Devant la mairie de la petite ville de Perros-Guirec (Côtes-d’Armor), la stèle installée en hommage à Simone Veil a été couverte de nombreuses croix gammées, une étoile de David, et du message “sa**pe, a du sang sur les mains”, dans la nuit du 10 au 11 août. La mairie avait alors porté plainte.

Le préfet des Côtes-d’Armor a condamné “fermement ces inscriptions” antisémites auprès de Ouest France. Erven Léon, maire de la commune, qualifie cette profanation d'”inadmissible” et “incompréhensible”. La stèle a été nettoyée, après avoir été bâchée pour les besoin de l’enquête.   

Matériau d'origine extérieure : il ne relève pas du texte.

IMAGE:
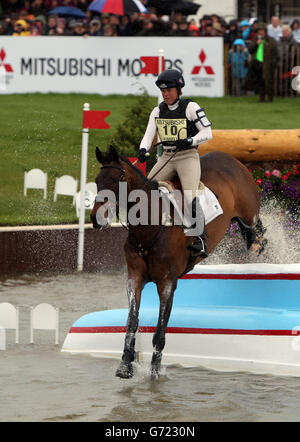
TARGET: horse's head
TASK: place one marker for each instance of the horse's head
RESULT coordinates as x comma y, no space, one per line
111,174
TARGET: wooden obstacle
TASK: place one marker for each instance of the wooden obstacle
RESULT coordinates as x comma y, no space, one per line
256,144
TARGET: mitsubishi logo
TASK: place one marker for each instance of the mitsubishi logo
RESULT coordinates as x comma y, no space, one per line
208,69
6,66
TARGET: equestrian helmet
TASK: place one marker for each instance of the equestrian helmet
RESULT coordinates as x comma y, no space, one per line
170,78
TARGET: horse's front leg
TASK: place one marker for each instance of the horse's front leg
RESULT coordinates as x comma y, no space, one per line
134,288
166,293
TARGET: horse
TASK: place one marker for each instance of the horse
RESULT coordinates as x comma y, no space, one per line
160,254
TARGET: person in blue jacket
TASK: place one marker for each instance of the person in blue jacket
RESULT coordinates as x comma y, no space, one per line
238,65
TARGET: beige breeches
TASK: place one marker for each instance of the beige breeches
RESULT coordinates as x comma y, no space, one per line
186,164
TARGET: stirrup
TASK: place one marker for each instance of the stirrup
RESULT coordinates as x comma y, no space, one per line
199,247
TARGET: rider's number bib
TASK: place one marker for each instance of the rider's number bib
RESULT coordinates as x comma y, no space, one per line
171,129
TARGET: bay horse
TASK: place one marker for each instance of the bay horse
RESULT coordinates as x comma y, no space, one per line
160,254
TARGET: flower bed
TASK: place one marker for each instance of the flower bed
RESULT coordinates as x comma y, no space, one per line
282,189
281,185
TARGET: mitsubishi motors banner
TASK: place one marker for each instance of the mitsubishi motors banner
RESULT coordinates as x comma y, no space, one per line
107,65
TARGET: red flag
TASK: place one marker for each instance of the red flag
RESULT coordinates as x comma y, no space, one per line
152,65
95,119
141,166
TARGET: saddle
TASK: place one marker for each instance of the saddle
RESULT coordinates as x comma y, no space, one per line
207,198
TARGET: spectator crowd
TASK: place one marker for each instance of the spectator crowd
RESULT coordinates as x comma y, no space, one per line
33,18
254,48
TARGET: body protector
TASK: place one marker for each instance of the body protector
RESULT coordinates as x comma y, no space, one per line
172,125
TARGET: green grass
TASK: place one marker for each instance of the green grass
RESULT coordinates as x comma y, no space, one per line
44,131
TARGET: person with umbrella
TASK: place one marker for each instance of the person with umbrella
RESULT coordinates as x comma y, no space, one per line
181,126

Dans la nuit du 8 au 9 août, la stèle avait déjà été profanée, cette fois souillée de “moutarde, excréments” et vomi, cite France bleu. Le monument avait déjà été dégradé quelques jours plus tôt. À ce moment-là, la gendarmerie excluait encore la piste antisémite, mais n’en doute plus désormais. 

Le 14 août, une quatrième profanation a été découverte par les habitants. L’inscription “responsable du génocide” avait été inscrite sur la stèle. Enfin, le 21 août, des tracts antisémites ont été découverts dans les boîtes aux lettres de plusieurs habitants de Perros-Guirec, explique Le Parisien

Cette stèle a été érigée en novembre 2017, peu de temps après la mort de la femme politique. Survivante des camps d’Auschwitz, Simone Veil a donné son nom à la loi légalisant l’avortement en France. Elle est aujourd’hui enterrée au Panthéon, à Paris.

Condamnations politiques unanimes

“#SimoneVeil est une figure française et mondiale des droits des femmes, de l’Europe et de la lutte contre l’antisémitisme. Dégrader sa stèle, c’est dégrader la France ! Ces actes abjects ne doivent pas rester impunis”, a déclaré Marlène Schiappa, ministre déléguée auprès du ministère de l’Intérieur, sur Twitter. 

Dégrader sa stèle, c’est dégrader la France !

La ligue contre le racisme et l’antisémitisme (LICRA) a quant à elle exprimé “son dégoût profond pour ces faits lâches et abject”.

Une inscription “visant le président Emmanuel Macron”, “Macron techno fasciste”, a également été réalisée sur un bâtiment d’une résidence pour senior à proximité, apprend-on encore sur France bleu. Une plainte a aussi été déposée. 

Le président de la République avait réagi sur Twitter le 14 août, après la quatrième profanation de la stèle : “Jamais nous ne tolérerons que s’installe l’antisémitisme. Pour Simone Veil dont la stèle a été profanée, à tous, je veux le répéter : la France ne reculera pas.”